The GitHub repository has 423 stars and is actively maintained by Microsoft. The plugin ships 20 curated Azure skills and connects to over 200 structured tools across 40+ Azure services. That is significant coverage for a 60-second install.
Official Resources
- Microsoft Docs: Use the Microsoft Foundry Skill in coding agents
- GitHub: microsoft/azure-skills
- Azure MCP Extension for VS Code
- Quickstart: Deploy Your First Hosted Agent
- Get Started with Foundry MCP Server
Final Thoughts
If you work with Azure Foundry and already use a coding agent as part of your workflow, installing the Microsoft Foundry Skill for Coding Agents takes about 60 seconds.
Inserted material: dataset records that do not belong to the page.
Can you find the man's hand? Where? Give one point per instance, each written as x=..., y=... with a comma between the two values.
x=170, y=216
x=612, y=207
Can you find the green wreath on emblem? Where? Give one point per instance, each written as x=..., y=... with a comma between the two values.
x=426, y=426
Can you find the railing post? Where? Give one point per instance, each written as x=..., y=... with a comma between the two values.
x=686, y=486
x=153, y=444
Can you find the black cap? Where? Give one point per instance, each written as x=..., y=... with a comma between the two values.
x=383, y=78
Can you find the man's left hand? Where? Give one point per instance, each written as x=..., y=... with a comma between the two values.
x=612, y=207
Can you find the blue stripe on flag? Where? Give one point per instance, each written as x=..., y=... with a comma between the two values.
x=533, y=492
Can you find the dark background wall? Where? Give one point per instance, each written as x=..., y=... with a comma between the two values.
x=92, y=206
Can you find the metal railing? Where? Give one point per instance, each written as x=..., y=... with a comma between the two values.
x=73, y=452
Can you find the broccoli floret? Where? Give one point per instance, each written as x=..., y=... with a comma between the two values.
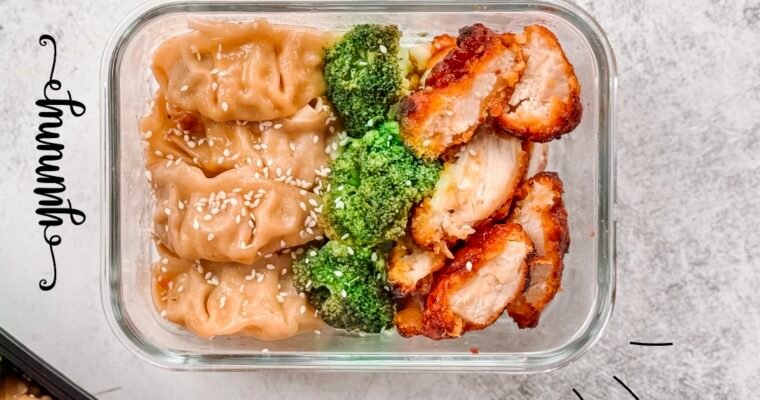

The upside — being able to deploy, test, troubleshoot, and evaluate agents without leaving your terminal — is significant enough to try immediately.
Give the Microsoft Foundry Skill for Coding Agents a try and see how much of your Azure portal time it eliminates.
Frequently Asked Questions
What is the Microsoft Foundry Skill for Coding Agents?
The Microsoft Foundry Skill for Coding Agents is an open-source plugin published by Microsoft that adds Azure Foundry workflow intelligence to coding agents like Claude Code, GitHub Copilot, Cursor, and Gemini CLI. It lets developers deploy, evaluate, and troubleshoot Azure Foundry Agents directly from their terminal without switching to the Azure portal.
How do I install the Microsoft Foundry Skill for Coding Agents?
You can install it in 4 ways: via the Foundry Toolkit extension in VS Code, via Claude Code using claude plugin install azure@azure-skills, via Copilot CLI using /plugin install azure@azure-skills, or using npx with npx skills add https://github.com/microsoft/azure-skills --skill microsoft-foundry. Node.js 18+, Git, and Azure CLI are required before installation.
Does the Microsoft Foundry Skill for Coding Agents work with Claude Code?
Yes. Claude Code is one of the officially supported coding agent hosts. After adding the Microsoft marketplace with claude plugin marketplace add microsoft/azure-skills and running claude plugin install azure@azure-skills, the skill is fully available inside Claude Code.
Is the Microsoft Foundry Skill for Coding Agents free?
Yes. The azure-skills plugin and the Microsoft Foundry Skill are open-source and free to install. You will need an active Azure subscription to use the Azure resources the skill connects to, but the plugin itself has no cost.
Does the Microsoft Foundry Skill for Coding Agents work outside the United States?
Yes. It works with any Azure subscription regardless of your location — including Southeast Asia (Singapore), UK South, Australia East, Central India, Canada Central, and all US regions. The install command is the same everywhere. Model quota may vary by region, so run a quota check before deploying.
What coding agents are compatible with the Microsoft Foundry Skill?
The Microsoft Foundry Skill for Coding Agents works with GitHub Copilot in VS Code, Copilot CLI, Claude Code, Cursor, Codex, and Gemini CLI. Any coding agent host that supports the skills plugin format is compatible.